Description#
The first lab is intended to familiarise you with the build
environment and structure of the project files, while also
implementing the scanner for the MoJo
language. The scanner takes input from the standard input stream
(System.in) and writes output to the standard output stream
(System.out). The scanner should print each recognized token and its
corresponding lexeme on the standard output one line at a time. Input
files can be any sequence of MoJo tokens, and are not required to be
valid MoJo programs.
This lab is not assessed, but will be important to you starting in on the first assessed project assignment to build the parser for MoJo.
Getting Started#
You should fork the Lab 1
repository
on gitlab. It contains a template file, a grading script, and some
example test cases. The template for the
JavaCC is included in the file
src/mojo/Parser.jj and should look like this:
/* Copyright (C) 1997-2023, Antony L Hosking.
* All rights reserved. */
options {
DEBUG_PARSER = false;
DEBUG_LOOKAHEAD = false;
DEBUG_TOKEN_MANAGER = false;
STATIC = false;
JDK_VERSION = "1.9";
}
PARSER_BEGIN(Parser)
public class Parser {}
PARSER_END(Parser)
/**************************************************
* The lexical spec starts here *
**************************************************/
TOKEN_MGR_DECLS :
{
int comment, pragma;
public static void main(String[] args) {
SimpleCharStream stream = new SimpleCharStream(System.in);
ParserTokenManager scanner = new ParserTokenManager(stream);
while (true) {
try {
Token token = scanner.getNextToken();
for (Token t = token.specialToken; t != null; t = t.specialToken)
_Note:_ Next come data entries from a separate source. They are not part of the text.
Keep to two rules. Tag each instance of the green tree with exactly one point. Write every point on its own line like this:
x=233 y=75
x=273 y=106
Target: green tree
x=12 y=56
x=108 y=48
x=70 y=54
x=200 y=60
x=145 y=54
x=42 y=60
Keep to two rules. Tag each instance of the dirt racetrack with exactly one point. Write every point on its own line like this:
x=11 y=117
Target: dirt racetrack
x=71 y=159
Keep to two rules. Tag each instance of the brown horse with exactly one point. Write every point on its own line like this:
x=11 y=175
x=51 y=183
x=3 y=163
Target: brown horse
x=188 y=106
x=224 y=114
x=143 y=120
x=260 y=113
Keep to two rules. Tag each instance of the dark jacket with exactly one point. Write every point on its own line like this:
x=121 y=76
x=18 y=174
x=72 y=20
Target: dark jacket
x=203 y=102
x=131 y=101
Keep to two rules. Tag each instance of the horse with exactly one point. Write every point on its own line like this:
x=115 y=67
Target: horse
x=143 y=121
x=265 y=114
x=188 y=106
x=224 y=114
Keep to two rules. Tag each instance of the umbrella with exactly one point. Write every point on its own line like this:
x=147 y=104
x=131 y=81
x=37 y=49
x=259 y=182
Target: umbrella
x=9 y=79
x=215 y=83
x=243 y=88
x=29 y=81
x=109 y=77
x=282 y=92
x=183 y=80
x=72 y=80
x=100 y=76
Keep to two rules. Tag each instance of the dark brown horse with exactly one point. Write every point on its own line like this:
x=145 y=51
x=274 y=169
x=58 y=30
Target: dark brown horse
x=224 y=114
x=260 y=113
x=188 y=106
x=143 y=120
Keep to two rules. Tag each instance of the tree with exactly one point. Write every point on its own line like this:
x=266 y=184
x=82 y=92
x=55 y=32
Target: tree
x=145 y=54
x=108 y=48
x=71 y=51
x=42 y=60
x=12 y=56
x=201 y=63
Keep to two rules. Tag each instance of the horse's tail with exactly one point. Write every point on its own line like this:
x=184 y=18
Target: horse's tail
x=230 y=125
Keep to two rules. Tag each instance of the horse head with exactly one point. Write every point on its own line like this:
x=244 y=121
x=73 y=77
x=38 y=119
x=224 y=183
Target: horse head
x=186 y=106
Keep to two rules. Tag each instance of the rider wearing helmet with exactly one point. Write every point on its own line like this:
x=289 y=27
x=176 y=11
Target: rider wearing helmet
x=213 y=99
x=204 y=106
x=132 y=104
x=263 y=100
System.out.println(tokenImage[t.kind] + " " + t);
if (token.kind == EOF) break;
System.out.println(tokenImage[token.kind] + " " + token);
} catch (TokenMgrError e) {
System.err.println(e.getMessage());
System.exit(-1);
}
}
}
}
/* WHITE SPACE */
SKIP : { " " | "\t" | "\n" | "\r" | "\13" | "\f" }
/* KEYWORDS */
TOKEN :
{
"break" | "class" | "const" | "else" | "extends" | "for" | "if" | "loop" | "method" |
"override" | "proc" | "return" | "struct" | "type" | "until" | "val" | "var" | "while"
}
/* OPERATORS */
TOKEN :
{ "||" | "<" | "<=" | "+" | "-" | "{" | "}" | ";" | ","
| "&&" | ">" | ">=" | "*" | "/" | "(" | ")" | ":" | "."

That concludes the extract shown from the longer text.